Vector Search has become a very appreciated method for searching recently. By using ReactiveSearch pipelines, we can add stages to rearrange results using kNN with just a few lines of code.

Before we start, why this?

This pipeline is required to index vector data without asking the user for the data. Imagine a case where index data consists of various fields like Name, Age etc. Now, our requirement is that when an indexing request comes, we want to convert the Name to a vector and store it in the index request as name_vector.

The question is why is a vector even necessary? Well, a vector can help us build pipelines like the kNN search one where the search requests use the vector data to find the results.

Index Requirements

In order for the data to be stored in the index, the index should know that the name_vector field will be of type vector. Not just that, the dimensions of the vector field also needs to be specified.

The dimensions can differ for the vector field. It depends on the utility that converts the string (or any other type) of data to vector. In this example, we will use clip-as-service and their dimensions are 768 (as of now). So in this example, we need to set the dimension of the vector field as that.

It can be set by sending the following request to ES mapping endpoint of the index:

Copy
{
    "mappings": {
        "properties": {
            "name_vector": {
                "type": "dense_vector",
                "dims": 768,
                "index": true,
                "similarity": "cosine"
            }
        }
    }
}

ElasticSearch

For ElasticSearch, we will have to make the type of the field dense_vector. This is necessary so that ElasticSearch understands that the field we are storing vector data to can actually contain vector data. Moreover, the kNN algorithm requires the field to be of dense_vector type in order to sucessfully run.

OpenSearch

For OpenSearch, we will have to make the type of the field knn_vector.
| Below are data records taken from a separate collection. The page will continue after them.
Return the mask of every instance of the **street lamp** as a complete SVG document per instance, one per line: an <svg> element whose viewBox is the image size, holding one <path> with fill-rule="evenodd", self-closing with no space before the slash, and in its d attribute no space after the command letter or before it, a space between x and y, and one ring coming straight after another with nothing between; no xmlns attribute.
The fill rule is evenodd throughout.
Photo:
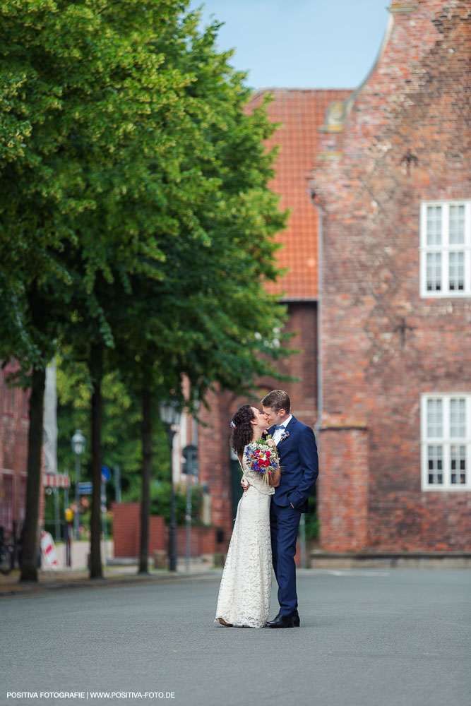
<svg viewBox="0 0 471 706"><path fill-rule="evenodd" d="M80 515L80 493L78 491L78 484L80 483L80 457L85 450L85 436L80 429L77 429L71 439L71 445L72 450L76 455L76 511L73 515L73 536L76 539L78 539Z"/></svg>
<svg viewBox="0 0 471 706"><path fill-rule="evenodd" d="M173 438L180 421L180 405L176 400L159 405L160 419L165 427L170 450L170 527L169 532L169 570L177 570L177 545L175 522L175 492L173 486Z"/></svg>

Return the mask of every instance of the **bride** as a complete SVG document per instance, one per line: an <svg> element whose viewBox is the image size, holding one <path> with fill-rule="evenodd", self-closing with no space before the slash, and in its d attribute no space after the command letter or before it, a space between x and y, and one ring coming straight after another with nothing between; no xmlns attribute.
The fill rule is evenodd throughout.
<svg viewBox="0 0 471 706"><path fill-rule="evenodd" d="M237 454L244 484L249 481L250 486L237 507L215 622L229 628L264 628L271 595L270 503L280 484L280 469L266 483L260 474L251 470L244 453L247 444L261 438L268 427L262 412L243 405L232 417L231 426L231 446ZM275 446L268 440L270 442Z"/></svg>

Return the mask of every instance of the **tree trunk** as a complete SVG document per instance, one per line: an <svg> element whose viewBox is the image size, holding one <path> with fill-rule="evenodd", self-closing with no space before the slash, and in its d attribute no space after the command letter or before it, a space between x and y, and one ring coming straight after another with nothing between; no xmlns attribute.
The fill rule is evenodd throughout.
<svg viewBox="0 0 471 706"><path fill-rule="evenodd" d="M90 578L103 578L100 549L102 489L102 376L100 346L92 346L90 371L92 375L92 517Z"/></svg>
<svg viewBox="0 0 471 706"><path fill-rule="evenodd" d="M23 534L20 581L37 581L39 547L37 522L41 494L42 422L46 371L33 367L30 398L30 427L28 434L28 482L26 510Z"/></svg>
<svg viewBox="0 0 471 706"><path fill-rule="evenodd" d="M148 573L150 481L152 465L151 395L142 393L142 497L141 501L141 549L138 573Z"/></svg>

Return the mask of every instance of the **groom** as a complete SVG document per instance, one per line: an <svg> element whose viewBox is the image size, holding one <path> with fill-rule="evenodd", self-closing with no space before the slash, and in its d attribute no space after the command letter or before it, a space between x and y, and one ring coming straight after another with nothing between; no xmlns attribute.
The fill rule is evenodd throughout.
<svg viewBox="0 0 471 706"><path fill-rule="evenodd" d="M280 485L270 508L273 569L278 584L280 611L269 628L299 626L296 593L296 541L302 513L309 511L307 499L317 479L318 461L314 433L290 414L291 401L282 390L273 390L262 400L262 409L271 425L268 433L276 444L281 465Z"/></svg>

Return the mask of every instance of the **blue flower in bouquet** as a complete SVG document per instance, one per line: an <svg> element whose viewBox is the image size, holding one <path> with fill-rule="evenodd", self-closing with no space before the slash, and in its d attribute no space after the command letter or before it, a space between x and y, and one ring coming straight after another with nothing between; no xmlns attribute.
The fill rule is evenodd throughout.
<svg viewBox="0 0 471 706"><path fill-rule="evenodd" d="M258 439L248 444L244 454L251 471L259 473L266 483L272 473L280 467L276 446L267 443L266 439Z"/></svg>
This is essentially the dense_vector equivalent for OpenSearch and indicates that we will be storing vector data in this field. It is important that the field that we will run kNN over be of type knn_vector.

Assumptions

There are various algorithms that can be run on top of a data to get vector representation of it. In this case, for the sake of example, we will be using BERT algorithm to find the vector representation of the data. It is important that we use the same algorithm while indexing the data as well as while searching the data.

This means, while indexing, we will have to run the fields that we want to store as vector (in our case, the Name field) through this algorithm. We will also need to run the search query through this algorithm to get the vector representation of the query.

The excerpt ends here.